Fait intéressant, la STF n'a jamais été invitée à suspendre l'application de la loi 13.467 17/XNUMX, qui était le résultat d'un processus législatif défectueux et qui a imposé de nombreux revers sociaux, humains et économiques à la classe ouvrière et qui a surtout touché les professionnels de la des professionnels de santé qui, aujourd'hui, font des heures supplémentaires, sans interruption et avec des contrats précaires, qui incluent même la sous-traitance.
Le fait est que la souffrance croissante de la classe ouvrière ne semble pas émouvoir les institutions brésiliennes, tandis que le tollé du pouvoir économique contre un plus grand partage de ses profits (https://einvestidor.estadao.com.br/investimentos/valor-acoes-empresas-saude-brasil) résonne rapidement et efficacement.
Comme l'a dit un ami, la chance des hommes et des femmes réduits en esclavage est qu'en 1888, il n'y avait pas d'ADI, car si elle existait, la loi d'or aurait pu être suspendue en raison de ses impacts sur l'économie du pays.
Mais les professionnels de la santé peuvent être assurés que plus leurs conditions de vie seront dégradées, plus ils seront proches d'être officiellement déclarés héros nationaux, car au Brésil, un bon héros est un héros mort.
PS : Ce texte a été écrit avant la fin de l'arrêt ADI 7222, avec l'espoir que le résultat final du vote réfute son contenu. Et en espérant que la mise en garde pertinente lancée par le ministre Edson Fachin dans les motifs de son vote dissident soit entendue : « Enfin, je crois que la lignée des précédents récents en matière de travail suggère que le risque de retard est, , cas, revers. La jurisprudence de ce Tribunal fédéral, en matière de travail, a entériné la réduction des espaces institutionnels dans lesquels les travailleurs pouvaient traditionnellement exprimer leurs mécontentements : le droit de grève des fonctionnaires a été considérablement réduit, la représentation syndicale a été durement touchée par la réduction des cotisations syndicales et la charge du recours au tribunal du travail s'est considérablement alourdie ».

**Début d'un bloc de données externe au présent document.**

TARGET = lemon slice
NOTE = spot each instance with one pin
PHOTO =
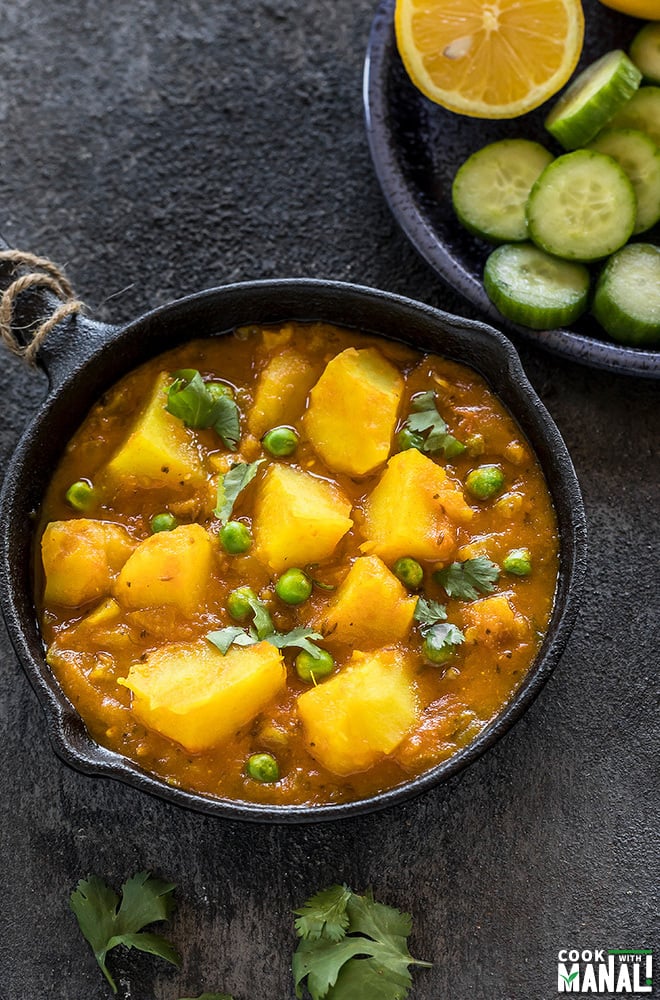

« Dans ce scénario, il n'est pas surprenant que la seule voie laissée aux catégories soit le recours à la représentation politique et que, dans le sillage du plancher des infirmières, d'autres catégories envisagent également des revendications similaires. L'action actuelle est paradigmatique, car elle pourrait finir par fermer la seule voie qui reste aux travailleurs brésiliens pour faire valoir leurs revendications. Si même lorsqu'une majorité constitutionnelle a, aux yeux de cette Cour suprême, la légitimité pour garantir les droits sociaux fondamentaux, notamment les droits du travail, c'est le signe qu'une minorité a été privilégiée par elle ».
"En renouvelant les arcs de style, je comprends qu'accepter la revendication d'inconstitutionnalité, telle que formulée, semble porter atteinte au sens le plus élémentaire de la légitimité démocratique".
*Jorge Luiz Souto Maior est professeur de droit du travail à la faculté de droit de l'USP. Auteur, entre autres livres, de Dommage moral dans les relations de travail (éditeurs de studio).